The most important thing to do before porting an application is to familiarize yourself with the Mac OS X environment. In particular, you should familiarize yourself with the System Preferences application (and customize your computer to suit) and the Terminal application (to obtain a command-line interface).
The System Preferences application is located in the Applications folder at the root level of your hard drive. The Terminal application is located in the Utilities folder (which is within the Applications folder at the root level of your hard drive).
Once you have a Terminal window open, you can take advantage of a basic selection of common tools, assuming that they are installed. Before using Mac OS X as a development platform, you should make sure that the BSD subsystem is installed. On Mac OS X v10.4, this option is installed by default, but on previous versions, it was not.

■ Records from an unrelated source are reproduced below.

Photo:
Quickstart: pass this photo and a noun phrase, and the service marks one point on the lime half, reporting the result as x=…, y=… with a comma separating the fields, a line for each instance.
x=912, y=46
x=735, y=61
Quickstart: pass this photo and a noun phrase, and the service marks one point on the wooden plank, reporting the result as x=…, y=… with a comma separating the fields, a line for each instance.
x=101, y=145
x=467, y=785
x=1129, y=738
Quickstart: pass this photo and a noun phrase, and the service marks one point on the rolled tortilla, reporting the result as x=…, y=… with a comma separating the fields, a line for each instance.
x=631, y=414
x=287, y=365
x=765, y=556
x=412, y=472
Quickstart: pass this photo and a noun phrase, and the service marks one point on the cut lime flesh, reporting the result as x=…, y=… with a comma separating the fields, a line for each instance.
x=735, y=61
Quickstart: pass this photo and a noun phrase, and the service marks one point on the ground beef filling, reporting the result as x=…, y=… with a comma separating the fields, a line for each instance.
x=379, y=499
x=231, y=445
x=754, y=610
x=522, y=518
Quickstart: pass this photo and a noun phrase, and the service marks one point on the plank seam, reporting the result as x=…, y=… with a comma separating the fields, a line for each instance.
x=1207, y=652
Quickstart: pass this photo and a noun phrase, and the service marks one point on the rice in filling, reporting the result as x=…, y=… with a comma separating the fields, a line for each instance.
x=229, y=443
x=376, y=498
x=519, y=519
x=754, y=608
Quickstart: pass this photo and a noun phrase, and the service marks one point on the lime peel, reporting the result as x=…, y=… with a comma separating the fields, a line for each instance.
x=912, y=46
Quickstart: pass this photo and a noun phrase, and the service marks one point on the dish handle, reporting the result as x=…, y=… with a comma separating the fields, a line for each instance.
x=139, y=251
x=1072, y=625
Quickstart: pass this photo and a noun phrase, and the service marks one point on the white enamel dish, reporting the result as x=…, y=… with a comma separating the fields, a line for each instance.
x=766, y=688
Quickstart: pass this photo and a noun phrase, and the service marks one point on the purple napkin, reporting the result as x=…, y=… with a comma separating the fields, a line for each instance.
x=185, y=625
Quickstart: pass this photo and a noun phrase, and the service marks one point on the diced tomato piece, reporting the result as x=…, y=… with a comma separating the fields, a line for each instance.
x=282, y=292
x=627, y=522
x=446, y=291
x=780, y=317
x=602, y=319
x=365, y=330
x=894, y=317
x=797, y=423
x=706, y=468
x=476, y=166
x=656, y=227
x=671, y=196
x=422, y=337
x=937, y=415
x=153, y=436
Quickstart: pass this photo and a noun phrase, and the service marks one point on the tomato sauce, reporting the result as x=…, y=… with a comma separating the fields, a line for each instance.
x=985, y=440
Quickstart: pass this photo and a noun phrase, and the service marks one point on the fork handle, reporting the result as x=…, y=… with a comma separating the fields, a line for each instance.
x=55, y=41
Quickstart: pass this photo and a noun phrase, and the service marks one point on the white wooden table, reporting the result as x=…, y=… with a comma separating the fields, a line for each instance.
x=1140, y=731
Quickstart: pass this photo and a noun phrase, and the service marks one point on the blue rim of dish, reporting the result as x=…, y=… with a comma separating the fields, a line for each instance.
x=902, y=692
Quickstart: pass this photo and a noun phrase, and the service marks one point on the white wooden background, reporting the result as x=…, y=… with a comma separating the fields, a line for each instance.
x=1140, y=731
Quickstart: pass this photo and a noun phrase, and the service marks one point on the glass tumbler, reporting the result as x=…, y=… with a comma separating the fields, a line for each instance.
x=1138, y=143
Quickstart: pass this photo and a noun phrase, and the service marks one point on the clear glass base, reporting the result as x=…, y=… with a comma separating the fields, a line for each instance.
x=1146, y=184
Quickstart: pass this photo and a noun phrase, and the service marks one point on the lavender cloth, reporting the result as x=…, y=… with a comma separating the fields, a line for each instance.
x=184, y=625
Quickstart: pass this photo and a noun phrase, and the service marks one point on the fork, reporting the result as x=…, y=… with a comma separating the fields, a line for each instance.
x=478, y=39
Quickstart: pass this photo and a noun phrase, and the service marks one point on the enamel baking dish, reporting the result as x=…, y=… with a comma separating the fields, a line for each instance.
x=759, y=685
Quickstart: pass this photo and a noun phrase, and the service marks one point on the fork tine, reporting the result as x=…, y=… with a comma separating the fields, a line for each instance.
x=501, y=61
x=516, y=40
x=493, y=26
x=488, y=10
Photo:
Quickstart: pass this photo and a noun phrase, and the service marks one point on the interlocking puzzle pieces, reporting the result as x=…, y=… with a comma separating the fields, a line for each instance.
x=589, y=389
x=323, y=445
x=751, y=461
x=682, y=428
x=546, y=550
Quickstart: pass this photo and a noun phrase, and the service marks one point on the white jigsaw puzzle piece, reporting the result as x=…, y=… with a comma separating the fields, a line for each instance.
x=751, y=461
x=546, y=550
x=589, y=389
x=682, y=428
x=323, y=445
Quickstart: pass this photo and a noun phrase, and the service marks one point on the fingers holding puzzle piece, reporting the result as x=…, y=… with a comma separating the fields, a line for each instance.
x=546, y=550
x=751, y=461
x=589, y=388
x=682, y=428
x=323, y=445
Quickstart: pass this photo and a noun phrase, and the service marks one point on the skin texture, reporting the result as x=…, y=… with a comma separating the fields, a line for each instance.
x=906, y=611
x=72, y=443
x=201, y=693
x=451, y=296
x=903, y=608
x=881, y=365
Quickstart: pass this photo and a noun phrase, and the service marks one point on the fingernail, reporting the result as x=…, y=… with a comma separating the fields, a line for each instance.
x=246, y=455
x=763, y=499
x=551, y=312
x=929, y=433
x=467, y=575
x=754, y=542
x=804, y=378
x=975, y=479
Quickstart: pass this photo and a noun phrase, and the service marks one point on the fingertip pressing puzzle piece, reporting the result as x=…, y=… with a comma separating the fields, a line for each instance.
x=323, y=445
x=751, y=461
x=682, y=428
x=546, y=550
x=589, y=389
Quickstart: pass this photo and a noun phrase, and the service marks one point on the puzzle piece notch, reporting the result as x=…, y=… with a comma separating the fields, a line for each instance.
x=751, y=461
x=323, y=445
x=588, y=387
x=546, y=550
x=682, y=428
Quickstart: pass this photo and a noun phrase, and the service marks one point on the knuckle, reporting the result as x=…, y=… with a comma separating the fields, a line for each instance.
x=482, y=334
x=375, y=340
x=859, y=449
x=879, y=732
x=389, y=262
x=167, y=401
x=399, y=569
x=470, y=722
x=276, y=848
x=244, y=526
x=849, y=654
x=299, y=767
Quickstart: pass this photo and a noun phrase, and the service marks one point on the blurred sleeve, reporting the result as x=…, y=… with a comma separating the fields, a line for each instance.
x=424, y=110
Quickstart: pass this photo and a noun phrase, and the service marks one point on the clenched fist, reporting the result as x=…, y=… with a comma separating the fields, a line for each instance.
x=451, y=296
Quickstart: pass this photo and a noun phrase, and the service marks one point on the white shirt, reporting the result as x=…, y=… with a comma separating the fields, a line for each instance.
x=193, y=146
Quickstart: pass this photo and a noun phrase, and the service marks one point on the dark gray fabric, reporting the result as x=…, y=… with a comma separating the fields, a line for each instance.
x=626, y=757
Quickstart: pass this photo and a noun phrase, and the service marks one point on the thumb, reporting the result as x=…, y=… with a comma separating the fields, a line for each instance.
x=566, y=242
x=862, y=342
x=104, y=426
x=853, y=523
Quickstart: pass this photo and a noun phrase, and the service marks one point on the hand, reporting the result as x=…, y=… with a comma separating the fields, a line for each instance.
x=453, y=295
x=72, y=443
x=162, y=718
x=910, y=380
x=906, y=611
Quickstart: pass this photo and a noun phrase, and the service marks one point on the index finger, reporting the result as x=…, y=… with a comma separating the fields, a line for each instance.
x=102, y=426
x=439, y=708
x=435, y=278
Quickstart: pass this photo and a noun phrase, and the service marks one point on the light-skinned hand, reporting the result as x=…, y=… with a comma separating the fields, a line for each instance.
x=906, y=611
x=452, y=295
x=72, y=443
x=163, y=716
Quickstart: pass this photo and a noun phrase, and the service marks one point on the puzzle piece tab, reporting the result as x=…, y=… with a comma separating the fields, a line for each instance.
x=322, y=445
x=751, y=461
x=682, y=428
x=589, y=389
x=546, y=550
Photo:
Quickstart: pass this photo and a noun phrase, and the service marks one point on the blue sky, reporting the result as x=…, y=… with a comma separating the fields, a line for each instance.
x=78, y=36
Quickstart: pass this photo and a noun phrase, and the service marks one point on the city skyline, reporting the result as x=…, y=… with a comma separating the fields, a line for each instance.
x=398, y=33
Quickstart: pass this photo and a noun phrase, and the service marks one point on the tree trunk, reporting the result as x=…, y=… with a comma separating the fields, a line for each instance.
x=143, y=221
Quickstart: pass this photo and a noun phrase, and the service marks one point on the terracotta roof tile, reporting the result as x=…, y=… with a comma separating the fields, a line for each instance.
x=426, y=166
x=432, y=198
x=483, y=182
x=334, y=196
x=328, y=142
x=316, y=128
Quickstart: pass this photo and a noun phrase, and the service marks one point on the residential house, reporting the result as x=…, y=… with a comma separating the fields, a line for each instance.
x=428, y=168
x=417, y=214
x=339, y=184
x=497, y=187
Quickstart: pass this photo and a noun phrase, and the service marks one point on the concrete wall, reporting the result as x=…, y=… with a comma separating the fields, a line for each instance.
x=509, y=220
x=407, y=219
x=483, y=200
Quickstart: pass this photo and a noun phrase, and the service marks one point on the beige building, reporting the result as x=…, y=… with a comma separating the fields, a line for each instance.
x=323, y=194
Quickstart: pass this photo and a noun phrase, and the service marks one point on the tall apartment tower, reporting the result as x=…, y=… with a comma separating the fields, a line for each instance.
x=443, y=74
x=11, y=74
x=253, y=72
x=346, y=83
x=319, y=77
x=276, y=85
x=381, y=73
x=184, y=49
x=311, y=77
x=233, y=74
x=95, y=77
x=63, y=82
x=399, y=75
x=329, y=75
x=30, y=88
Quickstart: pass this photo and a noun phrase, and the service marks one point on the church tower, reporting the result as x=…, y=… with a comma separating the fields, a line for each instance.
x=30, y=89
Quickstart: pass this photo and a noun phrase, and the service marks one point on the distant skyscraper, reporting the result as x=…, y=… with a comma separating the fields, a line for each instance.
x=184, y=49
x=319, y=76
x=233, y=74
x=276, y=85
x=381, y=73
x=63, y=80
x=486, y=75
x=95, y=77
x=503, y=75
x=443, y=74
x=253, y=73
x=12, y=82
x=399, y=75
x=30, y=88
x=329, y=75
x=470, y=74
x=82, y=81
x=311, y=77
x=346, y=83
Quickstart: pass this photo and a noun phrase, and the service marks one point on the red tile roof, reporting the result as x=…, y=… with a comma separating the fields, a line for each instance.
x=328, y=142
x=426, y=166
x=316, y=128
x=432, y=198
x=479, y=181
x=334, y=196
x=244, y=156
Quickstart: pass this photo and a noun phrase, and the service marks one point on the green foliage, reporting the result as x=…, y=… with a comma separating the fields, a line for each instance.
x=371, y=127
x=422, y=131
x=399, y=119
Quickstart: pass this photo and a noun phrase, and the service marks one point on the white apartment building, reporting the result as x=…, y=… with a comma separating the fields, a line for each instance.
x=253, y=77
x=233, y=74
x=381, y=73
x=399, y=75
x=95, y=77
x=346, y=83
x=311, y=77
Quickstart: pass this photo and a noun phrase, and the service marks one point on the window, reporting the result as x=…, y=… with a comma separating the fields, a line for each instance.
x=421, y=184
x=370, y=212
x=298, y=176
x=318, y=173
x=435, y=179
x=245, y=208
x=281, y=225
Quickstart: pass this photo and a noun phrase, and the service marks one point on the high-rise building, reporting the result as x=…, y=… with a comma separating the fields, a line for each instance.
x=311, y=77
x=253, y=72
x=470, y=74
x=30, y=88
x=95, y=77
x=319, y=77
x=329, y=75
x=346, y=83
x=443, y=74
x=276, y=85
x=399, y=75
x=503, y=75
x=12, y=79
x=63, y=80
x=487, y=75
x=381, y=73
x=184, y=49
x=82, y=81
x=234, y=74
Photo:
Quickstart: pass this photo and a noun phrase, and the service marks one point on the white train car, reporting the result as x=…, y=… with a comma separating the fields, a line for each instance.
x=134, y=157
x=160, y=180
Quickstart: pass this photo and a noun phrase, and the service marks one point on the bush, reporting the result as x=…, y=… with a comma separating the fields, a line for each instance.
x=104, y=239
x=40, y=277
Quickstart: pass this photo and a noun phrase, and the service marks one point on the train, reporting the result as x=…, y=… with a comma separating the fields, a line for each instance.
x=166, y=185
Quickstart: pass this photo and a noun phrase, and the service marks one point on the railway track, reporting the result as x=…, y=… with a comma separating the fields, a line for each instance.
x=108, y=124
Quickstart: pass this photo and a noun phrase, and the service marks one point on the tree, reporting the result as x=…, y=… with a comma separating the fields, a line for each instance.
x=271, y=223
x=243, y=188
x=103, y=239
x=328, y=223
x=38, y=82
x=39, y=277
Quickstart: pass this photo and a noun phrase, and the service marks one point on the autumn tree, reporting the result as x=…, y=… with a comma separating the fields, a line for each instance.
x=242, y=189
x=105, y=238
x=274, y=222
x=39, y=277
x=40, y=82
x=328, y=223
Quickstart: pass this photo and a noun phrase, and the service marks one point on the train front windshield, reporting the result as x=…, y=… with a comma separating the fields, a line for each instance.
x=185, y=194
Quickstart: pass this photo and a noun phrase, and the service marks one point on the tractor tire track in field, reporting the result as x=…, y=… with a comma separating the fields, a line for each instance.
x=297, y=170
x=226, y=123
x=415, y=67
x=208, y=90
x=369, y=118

You can check for this by looking for the BSD package receipt, BSD.pkg, in /Library/Receipts. If this receipt is not present on your system, you must reinstall Mac OS X. When you do, you must customize the installation by checking the BSD Subsystem checkbox.
Note: If you have already installed software updates, you cannot simply go back and reinstall over the existing system because of the potential for version conflicts with the software updates. If the BSD subsystem package is not installed, you will have to do an “archive and install” installation, then reinstall the software updates. For more information, see Mac OS X: About the Archive and Install feature.
With the BSD subsystem installed, a look through /bin and /usr/bin should reveal a familiar environment. Welcome home.